Le "consensus" de Monterrey, monstruosité capitaliste by Gérard de Sélys Wednesday March 20, 2002 at 06:35 PM |
La lecture attentive du « projet de conclusions et de décisions de la Conférence internationale sur le financement du développement » qui s'ouvre ce 20 mars au Mexique, dit « Consensus de Monterrey », donne froid dans le dos. C'est un monstrueux catalogue de mesures de colonisation du monde.
Le "consensus" de Monterrey, monstruosité capitaliste
La lecture attentive du « projet de conclusions et de décisions de la
Conférence internationale sur le financement du développement » qui s'ouvre
ce 20 mars au Mexique, dit « Consensus de Monterrey », donne froid dans le
dos. C'est un monstrueux catalogue de mesures de colonisation du monde.
Le texte, flanqué, on se demande pourquoi, de la mention « distribution
limitée », encourage la communauté internationale des Etats à « renforcer le
rôle de premier plan de l'ONU » et à revitaliser le « système des Nations
Unies, pilier central de l'action menée en vue de promouvoir la coopération
internationale pour le développement » ainsi qu'à « donner à l'Assemblée
générale (des Nations Unies) les moyens de maintenir sa position centrale en
tant que principal organe délibérant et représentatif de l'Organisation des
Nations Unies ». Fort bien. Mais force est de constater la marginalisation
croissante de la dite assemblée générale et la mise à l'écart systématique
des Nations Unies lorsqu'il s'agit de débattre (ou d'intervenir dans) des
grands problèmes mondiaux. Les représentants des Etats, à commencer par les
Etats riches, réunis à Monterrey seraient-ils disposés à effectuer un
volte-face aussi spectaculaire que déterminant pour l'avenir de la planète ?

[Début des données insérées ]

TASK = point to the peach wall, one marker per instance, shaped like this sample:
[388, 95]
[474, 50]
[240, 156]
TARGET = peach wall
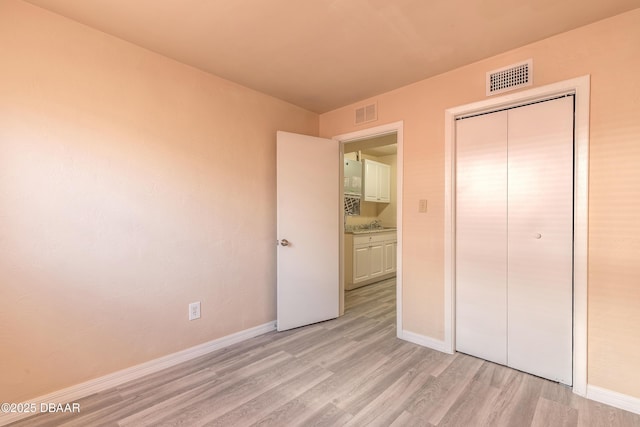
[608, 50]
[130, 186]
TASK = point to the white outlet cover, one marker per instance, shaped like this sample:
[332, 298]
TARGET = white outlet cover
[194, 310]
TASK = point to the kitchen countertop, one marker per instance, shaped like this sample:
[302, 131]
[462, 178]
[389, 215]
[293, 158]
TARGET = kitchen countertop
[373, 230]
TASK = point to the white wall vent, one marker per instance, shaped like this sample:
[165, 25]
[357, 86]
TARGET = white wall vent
[510, 77]
[368, 113]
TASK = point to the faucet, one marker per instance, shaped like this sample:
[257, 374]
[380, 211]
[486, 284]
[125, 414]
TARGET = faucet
[375, 224]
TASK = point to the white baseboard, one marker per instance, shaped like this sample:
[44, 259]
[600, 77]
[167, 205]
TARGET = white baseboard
[613, 398]
[78, 391]
[424, 341]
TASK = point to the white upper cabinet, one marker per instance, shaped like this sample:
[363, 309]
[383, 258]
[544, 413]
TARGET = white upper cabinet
[377, 182]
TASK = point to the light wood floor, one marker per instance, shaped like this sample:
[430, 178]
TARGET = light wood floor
[348, 371]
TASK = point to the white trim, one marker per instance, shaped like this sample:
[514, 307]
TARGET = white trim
[78, 391]
[580, 86]
[425, 341]
[613, 398]
[395, 127]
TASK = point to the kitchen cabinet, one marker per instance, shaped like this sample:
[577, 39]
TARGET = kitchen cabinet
[377, 182]
[369, 257]
[390, 250]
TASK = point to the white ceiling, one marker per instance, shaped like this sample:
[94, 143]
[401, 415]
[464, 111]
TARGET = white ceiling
[324, 54]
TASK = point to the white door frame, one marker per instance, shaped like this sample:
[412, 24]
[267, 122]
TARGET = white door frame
[397, 128]
[579, 86]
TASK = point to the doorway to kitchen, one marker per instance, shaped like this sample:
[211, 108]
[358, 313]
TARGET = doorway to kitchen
[371, 245]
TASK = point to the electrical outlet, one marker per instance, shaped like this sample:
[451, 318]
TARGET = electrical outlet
[194, 310]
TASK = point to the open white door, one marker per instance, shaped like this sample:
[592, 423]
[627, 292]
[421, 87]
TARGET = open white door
[308, 229]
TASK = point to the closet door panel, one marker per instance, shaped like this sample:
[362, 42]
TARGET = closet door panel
[481, 236]
[540, 239]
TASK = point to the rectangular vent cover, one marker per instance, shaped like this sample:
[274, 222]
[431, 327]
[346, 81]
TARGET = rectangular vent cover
[368, 113]
[510, 77]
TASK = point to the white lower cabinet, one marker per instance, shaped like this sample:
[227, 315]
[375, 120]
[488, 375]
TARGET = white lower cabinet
[369, 257]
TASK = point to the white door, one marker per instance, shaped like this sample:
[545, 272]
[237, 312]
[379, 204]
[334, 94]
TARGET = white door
[540, 274]
[481, 236]
[308, 215]
[514, 237]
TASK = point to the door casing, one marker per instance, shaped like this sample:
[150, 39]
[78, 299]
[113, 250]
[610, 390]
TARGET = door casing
[581, 88]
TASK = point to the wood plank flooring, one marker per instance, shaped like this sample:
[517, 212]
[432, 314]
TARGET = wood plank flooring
[350, 371]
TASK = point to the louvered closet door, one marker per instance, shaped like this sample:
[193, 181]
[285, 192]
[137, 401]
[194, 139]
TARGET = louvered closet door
[514, 238]
[481, 236]
[540, 239]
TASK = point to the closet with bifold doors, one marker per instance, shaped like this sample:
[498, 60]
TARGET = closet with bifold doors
[514, 237]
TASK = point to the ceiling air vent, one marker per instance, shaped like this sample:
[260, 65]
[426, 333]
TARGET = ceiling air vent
[510, 77]
[368, 113]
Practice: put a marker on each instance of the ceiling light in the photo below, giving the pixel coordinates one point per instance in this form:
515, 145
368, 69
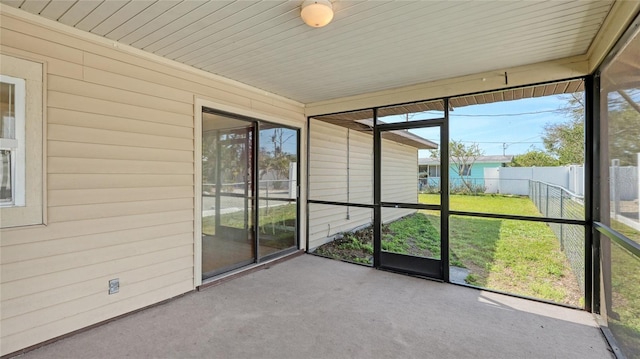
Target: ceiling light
317, 13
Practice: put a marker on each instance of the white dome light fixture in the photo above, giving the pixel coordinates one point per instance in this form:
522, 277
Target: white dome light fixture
316, 13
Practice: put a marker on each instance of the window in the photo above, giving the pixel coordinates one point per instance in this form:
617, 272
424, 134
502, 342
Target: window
21, 142
434, 171
12, 146
465, 170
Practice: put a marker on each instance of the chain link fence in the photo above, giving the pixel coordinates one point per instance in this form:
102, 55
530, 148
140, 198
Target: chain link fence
557, 202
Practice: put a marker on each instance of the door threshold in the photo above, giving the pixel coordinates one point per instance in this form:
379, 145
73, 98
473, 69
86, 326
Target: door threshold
225, 277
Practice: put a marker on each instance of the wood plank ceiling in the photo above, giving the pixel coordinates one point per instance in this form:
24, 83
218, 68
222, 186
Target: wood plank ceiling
369, 46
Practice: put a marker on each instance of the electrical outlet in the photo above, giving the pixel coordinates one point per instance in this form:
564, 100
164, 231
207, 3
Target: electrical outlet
114, 286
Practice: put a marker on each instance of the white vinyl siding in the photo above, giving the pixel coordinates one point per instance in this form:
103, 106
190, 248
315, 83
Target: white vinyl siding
329, 175
119, 183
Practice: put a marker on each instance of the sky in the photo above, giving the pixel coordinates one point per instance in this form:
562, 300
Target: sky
511, 127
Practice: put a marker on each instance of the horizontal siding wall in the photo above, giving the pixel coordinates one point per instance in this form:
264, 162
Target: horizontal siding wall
328, 171
120, 183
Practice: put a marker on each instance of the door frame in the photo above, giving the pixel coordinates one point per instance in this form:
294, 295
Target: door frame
200, 105
426, 267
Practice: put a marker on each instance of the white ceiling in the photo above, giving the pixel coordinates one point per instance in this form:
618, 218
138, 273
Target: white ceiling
369, 46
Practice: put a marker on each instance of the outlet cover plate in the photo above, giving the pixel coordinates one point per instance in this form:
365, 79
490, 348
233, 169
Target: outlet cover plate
114, 286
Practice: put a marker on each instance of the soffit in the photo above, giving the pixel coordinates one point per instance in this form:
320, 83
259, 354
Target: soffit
370, 46
556, 88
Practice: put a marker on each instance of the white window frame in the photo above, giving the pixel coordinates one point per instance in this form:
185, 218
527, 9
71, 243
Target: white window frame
16, 146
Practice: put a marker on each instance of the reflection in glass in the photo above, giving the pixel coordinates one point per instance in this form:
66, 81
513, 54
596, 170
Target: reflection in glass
533, 259
277, 226
623, 118
619, 195
6, 194
277, 168
411, 232
7, 110
227, 194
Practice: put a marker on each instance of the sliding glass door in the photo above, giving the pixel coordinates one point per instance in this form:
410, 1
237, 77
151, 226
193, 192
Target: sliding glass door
249, 196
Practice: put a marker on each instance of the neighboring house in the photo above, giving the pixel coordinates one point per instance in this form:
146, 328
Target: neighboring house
430, 171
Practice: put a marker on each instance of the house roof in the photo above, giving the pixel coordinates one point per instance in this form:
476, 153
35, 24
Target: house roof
370, 45
480, 159
399, 136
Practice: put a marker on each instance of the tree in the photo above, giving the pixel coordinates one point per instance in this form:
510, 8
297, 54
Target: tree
534, 158
623, 122
462, 157
273, 159
565, 141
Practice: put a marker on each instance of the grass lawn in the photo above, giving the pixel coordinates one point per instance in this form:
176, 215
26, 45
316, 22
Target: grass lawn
518, 257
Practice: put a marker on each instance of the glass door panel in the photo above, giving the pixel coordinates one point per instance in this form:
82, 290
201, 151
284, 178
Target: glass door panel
228, 239
278, 189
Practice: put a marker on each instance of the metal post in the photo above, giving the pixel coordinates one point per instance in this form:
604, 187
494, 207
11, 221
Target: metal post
377, 191
561, 225
615, 173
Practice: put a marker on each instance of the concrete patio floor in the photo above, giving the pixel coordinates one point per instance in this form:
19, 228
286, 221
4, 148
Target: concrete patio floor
311, 307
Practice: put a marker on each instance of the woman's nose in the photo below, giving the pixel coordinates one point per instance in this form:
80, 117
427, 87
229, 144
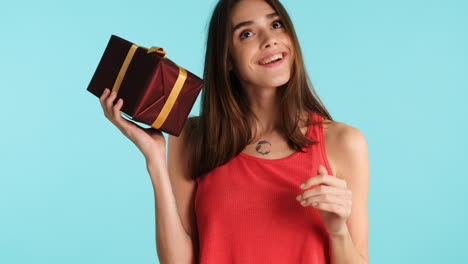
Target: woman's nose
269, 39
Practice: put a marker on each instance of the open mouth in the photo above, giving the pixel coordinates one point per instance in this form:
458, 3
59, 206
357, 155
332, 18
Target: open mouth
273, 60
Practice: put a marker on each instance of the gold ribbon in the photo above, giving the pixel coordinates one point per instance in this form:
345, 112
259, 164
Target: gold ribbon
175, 91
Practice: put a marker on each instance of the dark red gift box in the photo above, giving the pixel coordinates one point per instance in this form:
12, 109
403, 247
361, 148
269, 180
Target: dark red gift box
155, 90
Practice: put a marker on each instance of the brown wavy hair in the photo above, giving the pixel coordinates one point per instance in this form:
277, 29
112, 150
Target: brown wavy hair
223, 127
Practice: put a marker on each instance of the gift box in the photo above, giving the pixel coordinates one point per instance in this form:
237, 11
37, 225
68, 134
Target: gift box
155, 90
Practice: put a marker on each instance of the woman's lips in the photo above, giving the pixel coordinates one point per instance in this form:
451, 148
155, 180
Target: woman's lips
276, 63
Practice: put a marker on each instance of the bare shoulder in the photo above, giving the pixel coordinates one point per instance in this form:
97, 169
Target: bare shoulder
343, 143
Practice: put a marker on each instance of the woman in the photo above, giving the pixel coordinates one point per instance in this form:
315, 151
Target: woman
230, 190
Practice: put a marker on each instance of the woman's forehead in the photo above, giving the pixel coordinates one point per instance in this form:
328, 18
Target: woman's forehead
250, 10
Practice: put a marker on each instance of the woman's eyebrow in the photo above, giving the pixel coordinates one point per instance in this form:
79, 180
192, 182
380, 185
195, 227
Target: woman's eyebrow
250, 22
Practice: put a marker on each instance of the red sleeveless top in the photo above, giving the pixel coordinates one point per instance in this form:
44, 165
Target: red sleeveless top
247, 211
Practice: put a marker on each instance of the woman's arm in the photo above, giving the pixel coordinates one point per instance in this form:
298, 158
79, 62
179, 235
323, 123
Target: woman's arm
351, 245
173, 243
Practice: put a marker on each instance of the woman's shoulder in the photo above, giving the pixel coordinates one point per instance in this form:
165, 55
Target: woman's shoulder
343, 143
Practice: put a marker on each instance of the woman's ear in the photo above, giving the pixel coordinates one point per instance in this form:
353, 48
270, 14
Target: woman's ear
229, 64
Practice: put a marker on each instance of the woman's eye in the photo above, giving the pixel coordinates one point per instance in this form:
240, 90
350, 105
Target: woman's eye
277, 22
244, 35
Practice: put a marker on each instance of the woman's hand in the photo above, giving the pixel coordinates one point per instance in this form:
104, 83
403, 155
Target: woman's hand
331, 197
150, 141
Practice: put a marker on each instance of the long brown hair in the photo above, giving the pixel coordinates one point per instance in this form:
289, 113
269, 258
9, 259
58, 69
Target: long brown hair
223, 128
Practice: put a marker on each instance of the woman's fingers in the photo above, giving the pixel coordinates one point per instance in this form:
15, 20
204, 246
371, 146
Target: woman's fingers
324, 189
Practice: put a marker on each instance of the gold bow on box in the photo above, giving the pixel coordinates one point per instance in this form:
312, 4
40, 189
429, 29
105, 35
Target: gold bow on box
166, 109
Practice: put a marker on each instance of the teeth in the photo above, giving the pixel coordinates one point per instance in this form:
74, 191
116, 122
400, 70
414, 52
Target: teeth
272, 58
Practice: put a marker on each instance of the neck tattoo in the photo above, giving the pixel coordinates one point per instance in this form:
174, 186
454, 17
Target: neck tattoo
263, 147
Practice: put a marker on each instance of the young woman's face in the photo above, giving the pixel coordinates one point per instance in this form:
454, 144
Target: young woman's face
258, 39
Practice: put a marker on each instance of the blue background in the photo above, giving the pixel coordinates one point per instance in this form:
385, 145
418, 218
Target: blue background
73, 189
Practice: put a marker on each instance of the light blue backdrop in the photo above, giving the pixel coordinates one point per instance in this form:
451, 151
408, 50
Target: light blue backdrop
73, 189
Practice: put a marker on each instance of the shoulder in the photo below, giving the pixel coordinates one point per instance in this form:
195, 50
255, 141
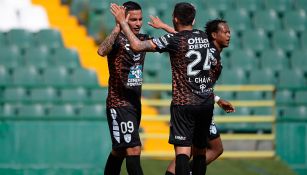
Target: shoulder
143, 37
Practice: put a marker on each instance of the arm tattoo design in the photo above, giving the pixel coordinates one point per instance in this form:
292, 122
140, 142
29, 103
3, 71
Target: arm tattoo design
135, 43
106, 46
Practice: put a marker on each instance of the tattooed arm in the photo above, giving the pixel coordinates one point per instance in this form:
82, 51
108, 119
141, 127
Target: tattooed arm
136, 44
158, 24
106, 46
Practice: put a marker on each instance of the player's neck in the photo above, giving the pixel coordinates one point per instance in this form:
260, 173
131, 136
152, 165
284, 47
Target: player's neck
217, 46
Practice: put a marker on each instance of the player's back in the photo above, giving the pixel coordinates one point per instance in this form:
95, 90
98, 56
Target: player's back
191, 63
126, 77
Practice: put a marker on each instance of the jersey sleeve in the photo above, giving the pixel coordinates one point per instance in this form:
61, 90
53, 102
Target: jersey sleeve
164, 43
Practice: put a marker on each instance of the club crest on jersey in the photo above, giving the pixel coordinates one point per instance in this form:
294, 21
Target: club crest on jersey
136, 57
127, 138
135, 77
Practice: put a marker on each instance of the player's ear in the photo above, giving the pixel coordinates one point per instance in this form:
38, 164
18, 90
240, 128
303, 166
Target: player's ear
213, 34
176, 19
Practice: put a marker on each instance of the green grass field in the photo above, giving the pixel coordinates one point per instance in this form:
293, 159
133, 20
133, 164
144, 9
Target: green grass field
224, 167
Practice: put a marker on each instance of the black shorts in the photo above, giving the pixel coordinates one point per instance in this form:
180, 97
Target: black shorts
124, 123
190, 125
214, 132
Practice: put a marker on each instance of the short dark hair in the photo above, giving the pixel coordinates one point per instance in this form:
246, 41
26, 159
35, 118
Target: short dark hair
213, 26
185, 13
130, 5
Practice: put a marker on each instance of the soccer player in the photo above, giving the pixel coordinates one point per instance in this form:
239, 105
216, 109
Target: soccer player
124, 94
219, 34
194, 71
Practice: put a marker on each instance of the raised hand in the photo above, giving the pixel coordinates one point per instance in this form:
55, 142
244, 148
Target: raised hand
118, 12
156, 22
226, 106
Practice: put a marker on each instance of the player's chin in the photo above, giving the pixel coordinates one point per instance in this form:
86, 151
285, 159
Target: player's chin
136, 31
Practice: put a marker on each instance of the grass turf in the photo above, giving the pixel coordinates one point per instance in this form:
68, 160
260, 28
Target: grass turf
224, 167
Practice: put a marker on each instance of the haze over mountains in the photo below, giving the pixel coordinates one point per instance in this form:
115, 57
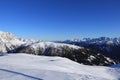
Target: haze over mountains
17, 63
11, 44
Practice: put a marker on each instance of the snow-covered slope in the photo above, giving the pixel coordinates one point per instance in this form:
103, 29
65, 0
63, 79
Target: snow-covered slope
31, 67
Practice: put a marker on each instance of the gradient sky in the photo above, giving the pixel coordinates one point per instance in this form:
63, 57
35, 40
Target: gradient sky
60, 19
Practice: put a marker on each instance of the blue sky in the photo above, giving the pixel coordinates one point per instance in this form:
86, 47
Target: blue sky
60, 19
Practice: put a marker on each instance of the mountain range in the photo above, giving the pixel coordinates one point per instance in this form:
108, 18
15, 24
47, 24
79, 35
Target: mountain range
11, 44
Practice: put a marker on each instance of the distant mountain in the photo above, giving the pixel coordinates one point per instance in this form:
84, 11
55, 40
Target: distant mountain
10, 44
109, 47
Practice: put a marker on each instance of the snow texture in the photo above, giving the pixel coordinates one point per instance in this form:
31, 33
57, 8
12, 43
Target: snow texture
30, 67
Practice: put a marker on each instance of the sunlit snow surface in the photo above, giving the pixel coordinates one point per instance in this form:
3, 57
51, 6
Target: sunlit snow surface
30, 67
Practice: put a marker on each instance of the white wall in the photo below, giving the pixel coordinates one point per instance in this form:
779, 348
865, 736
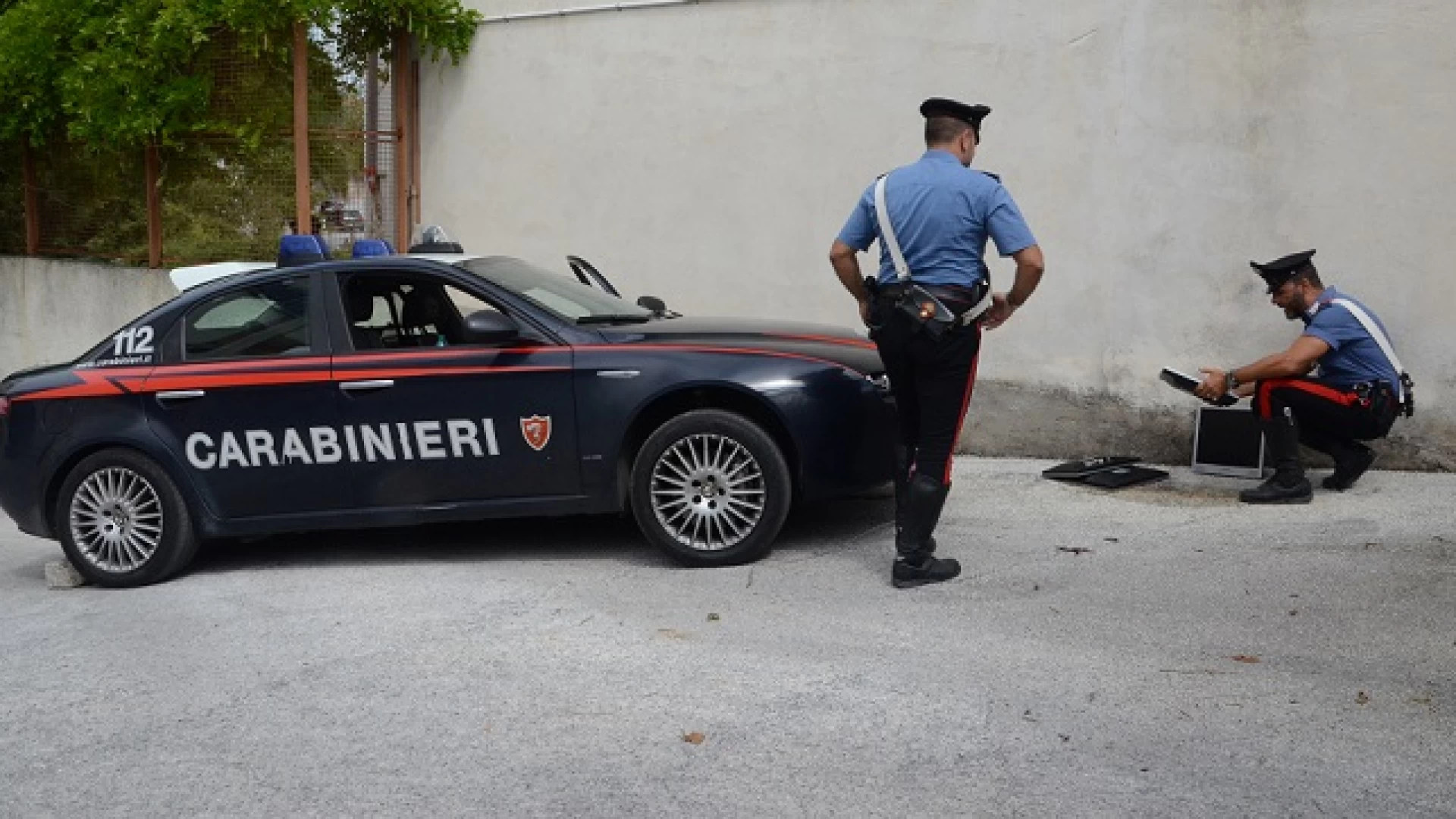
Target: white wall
710, 153
53, 311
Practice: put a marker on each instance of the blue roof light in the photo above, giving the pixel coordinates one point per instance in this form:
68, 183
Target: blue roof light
300, 249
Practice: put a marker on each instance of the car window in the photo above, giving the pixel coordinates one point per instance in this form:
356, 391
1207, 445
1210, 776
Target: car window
392, 312
264, 319
561, 295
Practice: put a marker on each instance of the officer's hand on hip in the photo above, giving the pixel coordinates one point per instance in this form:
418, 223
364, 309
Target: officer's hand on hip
1215, 384
999, 311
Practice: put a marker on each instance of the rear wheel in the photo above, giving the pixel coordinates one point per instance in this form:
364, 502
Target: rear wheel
711, 488
123, 521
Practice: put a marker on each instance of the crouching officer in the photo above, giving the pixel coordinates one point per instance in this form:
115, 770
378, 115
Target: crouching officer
927, 305
1360, 390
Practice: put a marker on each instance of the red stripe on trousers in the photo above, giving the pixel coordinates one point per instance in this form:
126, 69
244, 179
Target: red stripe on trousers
965, 404
1329, 392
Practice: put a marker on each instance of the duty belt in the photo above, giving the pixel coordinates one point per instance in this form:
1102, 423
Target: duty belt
940, 297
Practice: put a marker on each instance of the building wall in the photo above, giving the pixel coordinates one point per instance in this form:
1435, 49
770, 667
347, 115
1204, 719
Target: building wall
53, 311
710, 155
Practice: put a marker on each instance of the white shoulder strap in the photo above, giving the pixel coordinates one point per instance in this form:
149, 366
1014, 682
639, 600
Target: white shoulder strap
887, 232
1379, 338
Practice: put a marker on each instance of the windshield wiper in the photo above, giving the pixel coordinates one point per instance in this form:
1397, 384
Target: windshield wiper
613, 318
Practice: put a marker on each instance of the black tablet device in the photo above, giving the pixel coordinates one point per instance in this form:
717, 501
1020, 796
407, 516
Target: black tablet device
1119, 477
1188, 384
1078, 469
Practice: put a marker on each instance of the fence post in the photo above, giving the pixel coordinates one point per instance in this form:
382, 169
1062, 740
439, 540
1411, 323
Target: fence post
400, 79
302, 184
33, 200
153, 206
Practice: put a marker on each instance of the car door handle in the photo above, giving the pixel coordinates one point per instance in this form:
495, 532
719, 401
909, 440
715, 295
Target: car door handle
366, 385
181, 394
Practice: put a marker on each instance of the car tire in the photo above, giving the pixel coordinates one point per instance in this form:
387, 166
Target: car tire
123, 522
711, 488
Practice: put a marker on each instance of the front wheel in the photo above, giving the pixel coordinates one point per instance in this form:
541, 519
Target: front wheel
711, 488
123, 521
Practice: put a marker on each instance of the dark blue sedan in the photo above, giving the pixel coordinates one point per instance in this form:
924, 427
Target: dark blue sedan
422, 388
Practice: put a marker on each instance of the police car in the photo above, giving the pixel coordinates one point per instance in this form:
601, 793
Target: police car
392, 390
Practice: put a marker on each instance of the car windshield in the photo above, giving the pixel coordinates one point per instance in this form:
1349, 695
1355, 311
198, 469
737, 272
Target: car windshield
557, 293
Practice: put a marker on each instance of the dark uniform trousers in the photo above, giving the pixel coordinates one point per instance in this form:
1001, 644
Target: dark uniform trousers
930, 379
1321, 416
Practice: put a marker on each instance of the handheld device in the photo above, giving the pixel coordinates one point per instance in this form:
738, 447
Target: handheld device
1188, 384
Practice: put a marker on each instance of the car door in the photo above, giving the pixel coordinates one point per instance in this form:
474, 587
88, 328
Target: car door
245, 400
440, 420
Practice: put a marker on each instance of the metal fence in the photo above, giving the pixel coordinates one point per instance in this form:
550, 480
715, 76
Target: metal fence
224, 194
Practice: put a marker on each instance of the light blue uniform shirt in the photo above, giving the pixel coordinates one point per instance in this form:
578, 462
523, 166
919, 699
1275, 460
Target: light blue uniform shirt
1354, 356
943, 213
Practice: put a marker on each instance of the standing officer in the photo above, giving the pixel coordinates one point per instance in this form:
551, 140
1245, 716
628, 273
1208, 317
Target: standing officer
932, 223
1357, 395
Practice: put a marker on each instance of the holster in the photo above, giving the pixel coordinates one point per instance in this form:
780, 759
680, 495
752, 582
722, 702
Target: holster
927, 311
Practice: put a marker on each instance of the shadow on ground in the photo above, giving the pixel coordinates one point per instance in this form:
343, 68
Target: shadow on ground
610, 538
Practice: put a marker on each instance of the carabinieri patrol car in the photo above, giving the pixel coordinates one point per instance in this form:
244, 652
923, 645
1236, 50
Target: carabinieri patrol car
392, 390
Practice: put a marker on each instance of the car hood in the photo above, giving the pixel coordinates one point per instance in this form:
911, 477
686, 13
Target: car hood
829, 343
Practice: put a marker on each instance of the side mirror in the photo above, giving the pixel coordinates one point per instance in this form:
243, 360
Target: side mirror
490, 327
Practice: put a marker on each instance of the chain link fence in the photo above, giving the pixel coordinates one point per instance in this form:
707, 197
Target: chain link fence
226, 194
12, 200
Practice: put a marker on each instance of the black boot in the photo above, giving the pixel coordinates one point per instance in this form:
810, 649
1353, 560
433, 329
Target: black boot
916, 563
1288, 484
1351, 461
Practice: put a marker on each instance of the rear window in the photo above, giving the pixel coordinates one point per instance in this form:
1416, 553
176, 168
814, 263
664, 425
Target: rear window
259, 321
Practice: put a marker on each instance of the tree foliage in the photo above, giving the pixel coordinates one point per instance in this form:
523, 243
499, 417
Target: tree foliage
128, 72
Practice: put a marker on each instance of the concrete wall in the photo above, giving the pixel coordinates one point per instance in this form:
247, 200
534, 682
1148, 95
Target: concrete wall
55, 311
710, 153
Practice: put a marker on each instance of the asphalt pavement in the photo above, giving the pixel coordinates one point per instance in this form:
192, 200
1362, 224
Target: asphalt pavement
1147, 651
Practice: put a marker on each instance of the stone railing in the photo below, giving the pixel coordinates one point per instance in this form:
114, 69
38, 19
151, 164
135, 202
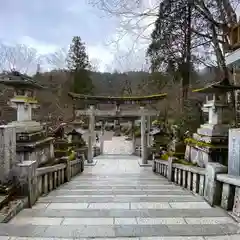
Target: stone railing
35, 181
188, 177
49, 178
212, 182
229, 193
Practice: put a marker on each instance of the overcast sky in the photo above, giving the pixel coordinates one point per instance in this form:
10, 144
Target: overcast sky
48, 25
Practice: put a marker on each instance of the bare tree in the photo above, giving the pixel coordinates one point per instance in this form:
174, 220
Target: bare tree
58, 59
18, 57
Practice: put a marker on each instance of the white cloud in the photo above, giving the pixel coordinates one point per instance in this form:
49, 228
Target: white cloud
42, 48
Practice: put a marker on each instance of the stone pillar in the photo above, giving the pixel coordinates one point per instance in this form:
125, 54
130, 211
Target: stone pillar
143, 137
7, 152
148, 130
133, 138
91, 134
27, 177
234, 152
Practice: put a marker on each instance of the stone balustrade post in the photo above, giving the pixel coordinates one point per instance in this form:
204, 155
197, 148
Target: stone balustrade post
143, 137
91, 134
148, 130
213, 191
27, 178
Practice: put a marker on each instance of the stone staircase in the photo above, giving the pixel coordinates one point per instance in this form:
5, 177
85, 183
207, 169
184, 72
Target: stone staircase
118, 199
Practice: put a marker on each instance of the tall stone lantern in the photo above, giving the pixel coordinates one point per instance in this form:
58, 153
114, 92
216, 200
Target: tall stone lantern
31, 140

Rien, pour l'heure, ne l'indique. Mais on comprend mieux ce souhait quand on
sait que le texte émane de l'Assemblée générale des Nations Unies.
Rien ne l'indique, d'autant plus que les 18 pages de ce texte, fortement
inspiré par les lobbies industriels et financiers des pays riches qui
hantent les couloirs des Nations Unies à New-York (et avant tout des lobbies
des Etats-Unis dont le gouvernement a déjà affirmé que ce texte devait être
adopté tel quel), sont truffées de résolutions contraires, faisant la part
belle au Fonds monétaire international (FMI), à la Banque mondiale (BM) et à
l'Organisation mondiale du commerce (OMC). Autant d'institutions dénoncées à
l'heure actuelle pour l'opacité de leur fonctionnement et les résultats
socialement et économiquement catastrophiques qu'elles peuvent provoquer, la
dernière en date étant l'effondrement de l'Argentine orchestré par le FMI.
Le texte, qui ose commencer par « Nous chefs d'Etat et de gouvernement (…)
sommes résolus à tenter (sic) de résoudre le problème du financement du
développement dans le monde », dévoile rapidement son but essentiel (page 2)
: « promouvoir le commerce international en tant que moteur du développement
».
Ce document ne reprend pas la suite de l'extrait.